D’ailleurs, disons-le, l’avantage est obscur que les habitants de l’Instar prétendent retirer d’une effective proximité de Paris ; il est établi qu’à quatre heures de distance ils n’y viendront pas davantage, ils ne se déplaceront pas sensiblement plus souvent, que lorsque, pour s’y rendre, il leur fallait onze heures d’express. Et si un concours de circonstances les appelait à Paris même, outre que des conditions de vie fort désavantageuses bouleverseraient péniblement leurs habitudes matérielles, plus grand encore serait le risque que courraient leurs habitudes d’esprit : l’habitant de l’Instar n’est pas armé pour différencier, à leur valeur, M. Jean Rameau et M. Léon Dierx ; mais, d’autre part, à la terrasse du café Napolitain, conçoit-on quel abîme sépare un conservateur des forêts d’un contrôleur des contributions directes ? Et je pressens, tous comptes faits, un lamentable désarroi.

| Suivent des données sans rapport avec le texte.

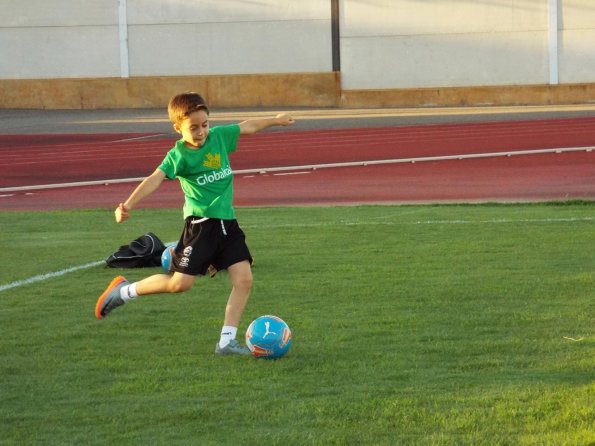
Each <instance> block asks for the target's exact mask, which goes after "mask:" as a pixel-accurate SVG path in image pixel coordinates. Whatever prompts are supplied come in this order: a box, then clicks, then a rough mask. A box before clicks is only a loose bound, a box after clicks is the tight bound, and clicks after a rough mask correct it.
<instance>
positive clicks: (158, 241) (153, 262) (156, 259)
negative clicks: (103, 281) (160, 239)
mask: <svg viewBox="0 0 595 446" xmlns="http://www.w3.org/2000/svg"><path fill="white" fill-rule="evenodd" d="M164 250H165V245H164V244H163V242H162V241H161V240H159V237H157V236H156V235H155V234H153V233H152V232H147V233H146V234H145V235H142V236H140V237H139V238H137V239H136V240H133V241H132V242H131V243H130V245H123V246H120V249H118V250H117V251H116V252H114V253H113V254H112V255H111V256H109V257H108V258H107V259H106V260H105V263H107V266H111V267H112V268H142V267H145V266H161V254H162V253H163V251H164Z"/></svg>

Je voudrais qu’au sortir d’une de ces solennités qui leur sont propres, disons le vernissage, ou une répétition générale aux Variétés, il prît fantaisie à nos boulevardiers de venir passer quelques heures en ce pays de l’Instar ; qu’après avoir communié avec tant de personnalités bien parisiennes, on assistât au dîner des chefs de service, par exemple, ou au départ d’un ancien préfet. Du voyage en Instar se dégagerait alors le véritable enseignement, la petite leçon philosophique : et l’on reviendrait de là plus intimement persuadés, non pas que les choses, occupations et préoccupations des gens, et les gens eux-mêmes, sont sans importance (ce ne serait vraiment pas la peine), mais que les gens et les choses (et j’entends ceux de là-bas comme ceux d’ici) — n’ont vraiment d’importance qu’à l’endroit précis où on leur en donne, ou, plus exactement, n’ont que l’importance qu’ils se donnent.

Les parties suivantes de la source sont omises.